According to Barnes, who is also an associate professor of internal medicine at the University of Michigan Medical School, when they began with this research “there was already an effort by doctors to reduce aspirin use,” and their results confirm “that accelerating that reduction prevents serious bleeding complications which, in turn, can be lifesaving for patients.” 

Several studies that looked at the use of aspirin and other blood thinners at the same time found some scary links between the two.

According to one study, patients with atrial fibrillation and VTE who were using warfarin and aspirin had more significant bleeding incidents and required more ER visits for bleeding than those who were only taking warfarin. Patients using aspirin and direct oral anticoagulants also had similar outcomes; they were shown to be more likely to experience a bleeding episode but not less likely to experience a blood clot.

“While aspirin is an incredibly important medicine, it has a less widely used role than it did a decade ago,” Barnes adds. “But with each study, we are seeing that there are far fewer cases in which patients who are already on an anticoagulant are seeing benefit by adding aspirin on top of that treatment.

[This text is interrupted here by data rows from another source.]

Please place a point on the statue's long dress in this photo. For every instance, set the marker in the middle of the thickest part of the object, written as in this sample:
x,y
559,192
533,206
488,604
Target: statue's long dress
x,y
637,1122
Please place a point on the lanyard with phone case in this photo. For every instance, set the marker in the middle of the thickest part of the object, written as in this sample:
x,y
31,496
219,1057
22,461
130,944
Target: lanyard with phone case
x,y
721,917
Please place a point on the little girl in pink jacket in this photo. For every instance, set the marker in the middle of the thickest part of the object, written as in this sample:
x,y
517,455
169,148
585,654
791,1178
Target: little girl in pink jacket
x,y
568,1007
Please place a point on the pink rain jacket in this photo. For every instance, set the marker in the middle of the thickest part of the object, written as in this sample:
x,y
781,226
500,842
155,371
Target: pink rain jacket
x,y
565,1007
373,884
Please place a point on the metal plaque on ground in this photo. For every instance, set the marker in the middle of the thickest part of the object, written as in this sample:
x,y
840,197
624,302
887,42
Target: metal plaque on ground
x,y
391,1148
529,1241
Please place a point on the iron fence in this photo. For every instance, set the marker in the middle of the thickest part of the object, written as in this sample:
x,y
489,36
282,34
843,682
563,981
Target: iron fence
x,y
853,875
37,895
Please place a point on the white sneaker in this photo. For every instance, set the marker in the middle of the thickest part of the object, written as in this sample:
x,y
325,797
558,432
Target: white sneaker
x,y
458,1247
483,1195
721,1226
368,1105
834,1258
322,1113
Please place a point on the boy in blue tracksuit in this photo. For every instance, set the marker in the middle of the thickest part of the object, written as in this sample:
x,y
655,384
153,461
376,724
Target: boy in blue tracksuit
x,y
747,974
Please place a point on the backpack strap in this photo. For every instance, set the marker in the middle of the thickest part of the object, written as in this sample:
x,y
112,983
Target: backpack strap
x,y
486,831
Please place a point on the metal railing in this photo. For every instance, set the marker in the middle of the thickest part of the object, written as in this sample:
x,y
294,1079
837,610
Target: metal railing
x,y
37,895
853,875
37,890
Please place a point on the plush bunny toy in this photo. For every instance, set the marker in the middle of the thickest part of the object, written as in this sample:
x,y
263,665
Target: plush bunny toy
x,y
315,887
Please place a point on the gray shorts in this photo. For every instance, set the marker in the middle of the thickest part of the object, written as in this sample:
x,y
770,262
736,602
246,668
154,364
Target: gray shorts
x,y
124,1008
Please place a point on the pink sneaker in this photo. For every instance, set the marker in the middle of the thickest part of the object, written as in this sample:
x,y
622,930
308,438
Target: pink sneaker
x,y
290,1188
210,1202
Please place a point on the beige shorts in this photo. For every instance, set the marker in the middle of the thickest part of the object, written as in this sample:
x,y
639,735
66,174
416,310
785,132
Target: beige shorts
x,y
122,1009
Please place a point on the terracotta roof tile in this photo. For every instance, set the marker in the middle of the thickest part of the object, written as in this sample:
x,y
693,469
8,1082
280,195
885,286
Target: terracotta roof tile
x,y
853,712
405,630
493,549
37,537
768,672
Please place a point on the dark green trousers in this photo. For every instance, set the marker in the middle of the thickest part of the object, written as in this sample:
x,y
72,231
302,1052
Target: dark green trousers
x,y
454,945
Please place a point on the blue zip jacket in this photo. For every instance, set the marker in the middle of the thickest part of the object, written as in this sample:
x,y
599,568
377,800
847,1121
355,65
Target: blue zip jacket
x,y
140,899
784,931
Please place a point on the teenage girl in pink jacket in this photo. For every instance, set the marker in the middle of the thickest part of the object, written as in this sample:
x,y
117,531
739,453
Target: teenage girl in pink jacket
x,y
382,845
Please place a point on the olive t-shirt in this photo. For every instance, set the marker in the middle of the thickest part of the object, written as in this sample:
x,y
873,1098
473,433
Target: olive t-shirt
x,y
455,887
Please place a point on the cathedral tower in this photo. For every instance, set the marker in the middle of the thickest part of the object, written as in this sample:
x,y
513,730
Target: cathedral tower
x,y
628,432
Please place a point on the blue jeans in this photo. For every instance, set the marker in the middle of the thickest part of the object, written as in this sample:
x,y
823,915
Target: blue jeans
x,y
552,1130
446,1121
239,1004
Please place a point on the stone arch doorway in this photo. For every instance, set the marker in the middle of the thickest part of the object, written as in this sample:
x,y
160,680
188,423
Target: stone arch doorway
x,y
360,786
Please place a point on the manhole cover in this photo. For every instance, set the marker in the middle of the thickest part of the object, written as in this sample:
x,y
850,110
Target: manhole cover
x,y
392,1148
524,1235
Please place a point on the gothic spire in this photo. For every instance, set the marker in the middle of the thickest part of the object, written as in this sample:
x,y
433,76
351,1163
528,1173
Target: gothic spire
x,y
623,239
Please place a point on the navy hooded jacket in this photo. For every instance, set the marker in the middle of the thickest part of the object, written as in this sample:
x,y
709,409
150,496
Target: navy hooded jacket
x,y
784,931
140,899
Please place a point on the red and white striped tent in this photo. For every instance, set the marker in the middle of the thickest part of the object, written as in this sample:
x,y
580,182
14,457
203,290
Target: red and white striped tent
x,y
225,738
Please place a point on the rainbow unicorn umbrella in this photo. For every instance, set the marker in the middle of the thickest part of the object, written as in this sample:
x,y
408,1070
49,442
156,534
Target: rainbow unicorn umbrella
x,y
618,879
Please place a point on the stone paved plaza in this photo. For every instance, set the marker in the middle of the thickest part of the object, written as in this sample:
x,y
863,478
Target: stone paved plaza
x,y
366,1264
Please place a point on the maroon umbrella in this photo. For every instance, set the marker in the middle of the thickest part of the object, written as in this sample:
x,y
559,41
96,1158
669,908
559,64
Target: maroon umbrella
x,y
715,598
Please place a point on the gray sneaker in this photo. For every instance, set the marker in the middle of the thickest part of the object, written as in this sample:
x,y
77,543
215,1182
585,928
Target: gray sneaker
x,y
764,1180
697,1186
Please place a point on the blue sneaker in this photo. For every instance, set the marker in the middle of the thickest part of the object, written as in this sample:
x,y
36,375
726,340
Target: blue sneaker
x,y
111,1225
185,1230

The blood thinner they are taking is already providing some protection from clots forming.”

Aspirin has the potential to save some people’s lives. The drug helps a lot of patients who have a history of cardiovascular disease, ischemic stroke, heart attack, or who have had a stent put in their heart to increase blood flow.

According to primary author Jordan Schaefer, M.D., a haematologist at U-M Health and clinical associate professor of internal medicine at U-M Medical School, the problem arises when certain persons take aspirin without a history of cardiovascular disease and are also administered an anticoagulant.

Many of these individuals were probably taking aspirin for the main prevention of heart attack or stroke, which is now known to be less effective than previously thought, and nobody stopped them when they began taking warfarin, according to Schaefer.

These results highlight the significance of just taking aspirin on your doctor’s advice and the need to consult your care team before beginning to take over-the-counter medications like aspirin to determine whether the benefit outweighs the risk.